Author Interviews

Sunjeev Sahota

Q. You’ve had a great year. Congratulations! Did it feel good from a writing perspective, or was it distracting?

It felt good. My work got into the hands of more readers than it would have done otherwise – that’s a wonderful feeling. But, it’s true: I’ve written nary (a regional word for ‘not’) a word for six months.

Q. What’s the best book you’ve read this year?

I thought Mrs. Engels by Gavin McCrea was pretty marvellous.

Q. You’re one of very few writers who don’t have an online presence. You aren’t on Twitter, Facebook and you don’t have your own website (or one we could find). Do you think this activity can be distracting, especially for a young writer, such as yourself, who is still learning the craft?

It’s just not a world I have much interest in, and neither do I see how having a presence online is going to make a (net) positive impact on my work. To be honest, I find saying what I really mean hard enough – and excruciating enough – in a 5,000 word essay, let alone 140 characters.

Q. I read that you’re making space in your basement to write. Are you trying your best to shut out the world and what can a writer gain from doing so?

I have two kids and the basement is the only place I can make into a study, away from the noise of family life. I’m incredibly easily distracted (another reason for me to avoid social media) so find I need solitude to spur my writing, and reading for that matter.

Q. Tell us about your writing ritual. When are you most productive?

When in the thick of a first draft I write from 10am to 2pm on Tuesdays and Wednesdays. Thursday is my full writing day. I’ll try and do a bit on Fridays and Saturdays as well, if life allows, which it generally doesn’t.

Q. You didn’t read a novel til you were 18 (I remember this from our first interview!) What do you think we could do to encourage more boys, in particular, to read fiction?

Boys do read fiction, or, at least, they do until they start being made to feel they’re not very good at it. I’d let boys read whatever they want – gaming zines, graffiti apps, gangsta poetry, whatever – and stop making them feel like those forms don’t have literary value. Of course, boys, along with everyone else, need somewhere to go to get their books, so shutting down libraries is a tremendously stupid thing for any government to be doing.

Q. Diversity has been talked about so much this year in publishing from #WeNeedDiverseBooks to #DiverseDecember trending on Twitter and Spread the Word’s damning report on the marginalisation of BME writers. There’s been a huge push to encourage people to read books by writers from BME backgrounds and for publishers to publish them. As one of Granta’s best young British novelists and one of few BME writers to have been shortlisted for the Man Booker Prize what your thoughts on the subject?

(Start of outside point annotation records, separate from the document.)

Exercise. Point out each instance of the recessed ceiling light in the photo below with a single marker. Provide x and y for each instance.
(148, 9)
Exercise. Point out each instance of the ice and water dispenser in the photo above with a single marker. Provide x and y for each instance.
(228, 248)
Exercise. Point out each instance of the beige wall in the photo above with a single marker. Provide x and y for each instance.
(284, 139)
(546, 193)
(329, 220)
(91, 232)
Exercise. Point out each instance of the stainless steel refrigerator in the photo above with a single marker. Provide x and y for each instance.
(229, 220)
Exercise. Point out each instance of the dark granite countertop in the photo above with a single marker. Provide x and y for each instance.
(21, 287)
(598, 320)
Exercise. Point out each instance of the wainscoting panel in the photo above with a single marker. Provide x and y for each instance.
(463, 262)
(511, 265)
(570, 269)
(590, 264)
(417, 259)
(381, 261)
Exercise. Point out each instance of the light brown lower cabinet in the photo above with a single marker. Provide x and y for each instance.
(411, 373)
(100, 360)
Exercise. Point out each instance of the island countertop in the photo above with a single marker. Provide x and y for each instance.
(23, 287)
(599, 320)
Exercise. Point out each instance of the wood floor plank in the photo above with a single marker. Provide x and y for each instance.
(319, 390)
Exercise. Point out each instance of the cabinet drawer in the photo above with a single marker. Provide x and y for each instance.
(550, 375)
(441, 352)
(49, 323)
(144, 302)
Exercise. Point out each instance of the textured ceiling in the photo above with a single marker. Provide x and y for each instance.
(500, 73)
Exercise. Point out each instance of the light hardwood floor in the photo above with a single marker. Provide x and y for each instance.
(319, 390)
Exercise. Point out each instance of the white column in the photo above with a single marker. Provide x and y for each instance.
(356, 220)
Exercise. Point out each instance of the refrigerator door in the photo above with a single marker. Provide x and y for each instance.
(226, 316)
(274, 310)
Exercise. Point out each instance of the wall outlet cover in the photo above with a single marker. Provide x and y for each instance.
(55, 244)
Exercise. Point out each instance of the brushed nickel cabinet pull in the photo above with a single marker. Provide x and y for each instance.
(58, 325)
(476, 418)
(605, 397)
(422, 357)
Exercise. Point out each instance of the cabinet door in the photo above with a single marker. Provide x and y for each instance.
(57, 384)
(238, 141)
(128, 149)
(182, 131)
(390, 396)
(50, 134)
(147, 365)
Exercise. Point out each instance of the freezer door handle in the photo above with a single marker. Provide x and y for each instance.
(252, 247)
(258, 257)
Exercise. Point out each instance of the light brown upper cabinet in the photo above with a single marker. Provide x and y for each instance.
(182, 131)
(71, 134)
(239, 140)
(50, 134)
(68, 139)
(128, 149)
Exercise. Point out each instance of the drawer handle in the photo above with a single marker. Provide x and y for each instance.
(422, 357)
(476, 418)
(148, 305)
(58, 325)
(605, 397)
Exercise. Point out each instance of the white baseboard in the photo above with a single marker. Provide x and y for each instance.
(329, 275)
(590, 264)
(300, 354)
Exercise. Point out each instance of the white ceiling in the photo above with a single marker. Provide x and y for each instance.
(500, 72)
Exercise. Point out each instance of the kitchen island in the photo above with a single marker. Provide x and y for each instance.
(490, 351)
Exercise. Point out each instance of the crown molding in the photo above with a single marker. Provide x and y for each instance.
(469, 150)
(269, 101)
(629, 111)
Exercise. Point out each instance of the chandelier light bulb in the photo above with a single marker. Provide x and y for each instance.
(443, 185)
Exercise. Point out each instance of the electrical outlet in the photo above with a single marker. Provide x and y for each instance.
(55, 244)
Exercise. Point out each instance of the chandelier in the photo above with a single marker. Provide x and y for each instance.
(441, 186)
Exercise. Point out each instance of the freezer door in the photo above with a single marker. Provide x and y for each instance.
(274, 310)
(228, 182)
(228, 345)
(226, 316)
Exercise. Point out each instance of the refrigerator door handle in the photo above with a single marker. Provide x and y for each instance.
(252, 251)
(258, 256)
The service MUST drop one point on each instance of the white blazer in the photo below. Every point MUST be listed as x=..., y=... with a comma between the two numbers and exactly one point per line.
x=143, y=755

The diversity debate seems to go on and on without ever actually getting anywhere; it’s like the publishing industry’s Zeno’s Paradox. One thing: prizes are, perhaps unfortunately, tremendously important to our literary culture and, for me, any prize list that isn’t diverse isn’t a list that’s worth any reader’s time: the judges, shamefully, haven’t done a good enough job of looking beyond their own face.

Q. Both your books, Ours are the Streets and The Year of the Runaways have been based in Yorkshire, where you live. Do you feel some responsibility to share stories that might not otherwise get written about in places that aren’t wholly represented in fiction?

I only write the stories that interest me; writing a novel takes too long to spend it doing anything else. If it looks like I’m sharing stories that might not otherwise get written, then that’s probably a function of the sad fact that there are so few published writers from the British-Sikh community.

Q. What has your personal experience been of the publishing industry? If you could change one thing what would it be?

So far, hugely positive. I’ve been very lucky – my agent, editor and publicist are all talented, amazing people who understand my work and my vision for it. What would I change? I’d bring back the Net Book Agreement.

Q. What are your writing goals for 2016?

To make a start on the next novel, and maybe even get a first draft of the first half down.